Hoofdstuk 2 Behandeling van de bezwaarschriften.

Paragraaf 1 De Commissie.

Artikel 2 Taak commissie.

Er is een commissie ter voorbereiding van de beslissing op gemaakte bezwaren als bedoeld in artikel 1:5, eerste lid van de wet, op het terrein van personele aangelegenheden.

Artikel 3 Samenstelling van de commissie.

  • 1. De commissie bestaat uit een voorzitter en tenminste twee leden.

  • 2. De commissie wordt als volgt samengesteld:

    • a.

      een lid aan te wijzen door burgemeester en wethouders;

    • b.

      een lid aan te wijzen door de Ondernemingsraad;

    • c.

      een lid, tevens voorzitter, aan te wijzen in overleg tussen de leden genoemd onder a en b;

  • 3. De voorzitter en leden van de commissie kunnen geen deel uitmaken van of werkzaam zijn onder verantwoordelijkheid van het gemeentebestuur van Haaren.

Artikel 4 Secretaris.

  • 1. De secretaris van de commissie is een door burgemeester en wethouders aangewezen ambtenaar.

  • 2. Burgemeester en wethouders wijzen tevens een of meer plaatsvervangers van de secretaris aan.

Paragraaf 2 Procedure.

Artikel 5 Ingediend bezwaarschrift.

  • 1. Op het ingediende bezwaarschrift wordt de datum van ontvangst aangetekend.

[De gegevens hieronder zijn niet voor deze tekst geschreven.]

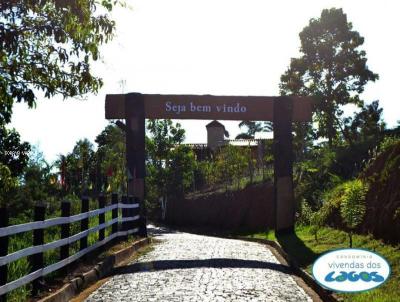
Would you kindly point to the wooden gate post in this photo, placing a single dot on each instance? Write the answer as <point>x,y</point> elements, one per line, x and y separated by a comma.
<point>135,151</point>
<point>283,165</point>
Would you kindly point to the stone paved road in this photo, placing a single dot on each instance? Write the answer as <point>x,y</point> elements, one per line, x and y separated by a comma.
<point>187,267</point>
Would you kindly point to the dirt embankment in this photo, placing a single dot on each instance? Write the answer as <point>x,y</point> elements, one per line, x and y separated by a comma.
<point>251,208</point>
<point>382,218</point>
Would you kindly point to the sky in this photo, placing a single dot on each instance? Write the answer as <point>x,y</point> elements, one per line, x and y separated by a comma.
<point>219,47</point>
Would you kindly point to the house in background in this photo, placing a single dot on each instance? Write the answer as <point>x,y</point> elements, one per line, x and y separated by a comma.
<point>217,137</point>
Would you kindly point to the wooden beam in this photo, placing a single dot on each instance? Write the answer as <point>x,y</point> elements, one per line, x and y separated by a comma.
<point>208,107</point>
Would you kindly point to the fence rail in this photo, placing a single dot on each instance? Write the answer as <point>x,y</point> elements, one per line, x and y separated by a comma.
<point>36,251</point>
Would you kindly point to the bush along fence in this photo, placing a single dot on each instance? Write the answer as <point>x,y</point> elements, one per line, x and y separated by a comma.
<point>130,222</point>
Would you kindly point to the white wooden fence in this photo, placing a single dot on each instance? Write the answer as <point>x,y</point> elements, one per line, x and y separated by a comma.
<point>121,226</point>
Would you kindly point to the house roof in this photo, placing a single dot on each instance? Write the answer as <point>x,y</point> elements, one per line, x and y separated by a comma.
<point>215,124</point>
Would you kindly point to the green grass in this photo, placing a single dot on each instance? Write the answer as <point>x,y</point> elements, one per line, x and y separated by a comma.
<point>303,248</point>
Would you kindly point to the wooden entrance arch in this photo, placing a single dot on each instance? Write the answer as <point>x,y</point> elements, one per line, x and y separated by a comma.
<point>282,111</point>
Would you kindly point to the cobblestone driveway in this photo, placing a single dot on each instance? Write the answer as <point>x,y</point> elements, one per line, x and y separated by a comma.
<point>187,267</point>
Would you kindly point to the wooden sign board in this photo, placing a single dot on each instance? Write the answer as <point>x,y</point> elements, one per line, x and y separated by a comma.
<point>207,107</point>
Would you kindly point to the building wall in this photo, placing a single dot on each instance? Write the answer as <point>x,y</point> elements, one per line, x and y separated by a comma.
<point>215,137</point>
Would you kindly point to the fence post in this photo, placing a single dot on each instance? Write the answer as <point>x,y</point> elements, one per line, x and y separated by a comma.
<point>36,260</point>
<point>124,200</point>
<point>84,222</point>
<point>114,200</point>
<point>65,231</point>
<point>102,217</point>
<point>3,250</point>
<point>131,211</point>
<point>136,211</point>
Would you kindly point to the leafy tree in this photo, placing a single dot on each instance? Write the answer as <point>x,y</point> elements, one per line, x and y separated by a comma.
<point>365,124</point>
<point>163,139</point>
<point>252,127</point>
<point>38,183</point>
<point>7,184</point>
<point>110,160</point>
<point>13,152</point>
<point>332,68</point>
<point>48,46</point>
<point>78,167</point>
<point>182,164</point>
<point>352,209</point>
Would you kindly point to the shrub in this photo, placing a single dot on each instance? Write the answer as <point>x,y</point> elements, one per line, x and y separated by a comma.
<point>352,209</point>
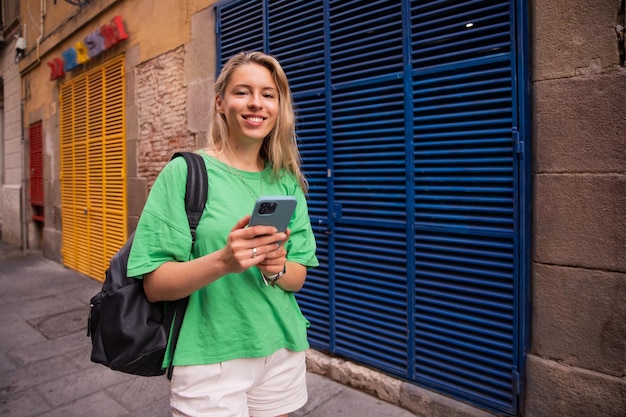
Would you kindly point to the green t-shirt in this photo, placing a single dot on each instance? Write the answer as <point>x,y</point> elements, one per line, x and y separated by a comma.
<point>237,316</point>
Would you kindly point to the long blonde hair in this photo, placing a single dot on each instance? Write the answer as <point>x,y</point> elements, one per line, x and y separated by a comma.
<point>280,147</point>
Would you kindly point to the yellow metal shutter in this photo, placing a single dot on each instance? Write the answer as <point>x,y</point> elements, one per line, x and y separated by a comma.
<point>93,168</point>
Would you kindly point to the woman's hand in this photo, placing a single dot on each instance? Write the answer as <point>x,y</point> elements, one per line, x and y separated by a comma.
<point>275,260</point>
<point>255,246</point>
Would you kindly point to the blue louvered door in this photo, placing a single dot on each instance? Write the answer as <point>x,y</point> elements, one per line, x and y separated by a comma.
<point>409,126</point>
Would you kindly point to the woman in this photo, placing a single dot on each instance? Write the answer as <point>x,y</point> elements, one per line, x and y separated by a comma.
<point>241,347</point>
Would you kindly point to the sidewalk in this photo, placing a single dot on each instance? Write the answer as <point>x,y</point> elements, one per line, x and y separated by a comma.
<point>44,355</point>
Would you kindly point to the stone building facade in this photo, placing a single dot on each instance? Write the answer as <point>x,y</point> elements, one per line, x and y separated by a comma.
<point>576,359</point>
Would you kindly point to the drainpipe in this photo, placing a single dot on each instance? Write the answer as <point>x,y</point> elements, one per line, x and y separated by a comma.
<point>43,15</point>
<point>24,196</point>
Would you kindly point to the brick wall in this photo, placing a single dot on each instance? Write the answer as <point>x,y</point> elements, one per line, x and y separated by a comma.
<point>161,100</point>
<point>577,358</point>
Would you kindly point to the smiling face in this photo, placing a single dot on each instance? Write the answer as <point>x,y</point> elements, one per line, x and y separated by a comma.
<point>249,104</point>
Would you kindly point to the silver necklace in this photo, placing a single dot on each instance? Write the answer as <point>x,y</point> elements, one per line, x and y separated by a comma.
<point>236,172</point>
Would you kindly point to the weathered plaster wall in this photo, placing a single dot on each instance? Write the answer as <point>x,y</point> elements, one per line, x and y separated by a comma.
<point>11,152</point>
<point>577,360</point>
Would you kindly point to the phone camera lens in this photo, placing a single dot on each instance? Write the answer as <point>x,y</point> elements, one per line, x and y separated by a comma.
<point>267,208</point>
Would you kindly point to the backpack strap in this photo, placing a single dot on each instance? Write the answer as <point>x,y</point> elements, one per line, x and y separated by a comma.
<point>197,189</point>
<point>195,199</point>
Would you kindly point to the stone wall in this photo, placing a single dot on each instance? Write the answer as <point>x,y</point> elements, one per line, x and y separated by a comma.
<point>577,358</point>
<point>11,152</point>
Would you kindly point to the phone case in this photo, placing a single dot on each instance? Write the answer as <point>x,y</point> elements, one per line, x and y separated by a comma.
<point>273,211</point>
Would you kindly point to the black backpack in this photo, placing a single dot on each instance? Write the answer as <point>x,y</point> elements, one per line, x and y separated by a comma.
<point>128,332</point>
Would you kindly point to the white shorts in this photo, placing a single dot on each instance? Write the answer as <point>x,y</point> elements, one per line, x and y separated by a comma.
<point>258,387</point>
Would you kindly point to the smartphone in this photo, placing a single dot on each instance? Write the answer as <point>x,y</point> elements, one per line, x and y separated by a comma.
<point>273,211</point>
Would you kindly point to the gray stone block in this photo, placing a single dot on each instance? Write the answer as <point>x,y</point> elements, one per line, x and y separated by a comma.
<point>580,124</point>
<point>555,389</point>
<point>573,38</point>
<point>579,318</point>
<point>579,221</point>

  • 2. In de ontvangstbevestiging wordt vermeld dat het horen geschiedt door de commissie.

  • 3. Het bezwaarschrift met de daarbij overgelegde stukken wordt zo spoedig mogelijk in handen van de commissie gesteld.

  • 4. Bij het bericht van ontvangst als bedoeld in artikel 6:14 vermeldt het bestuursorgaan dat de commissie over het bezwaar zal adviseren en dat aan deze commissie tevens het horen van belanghebbende is opgedragen.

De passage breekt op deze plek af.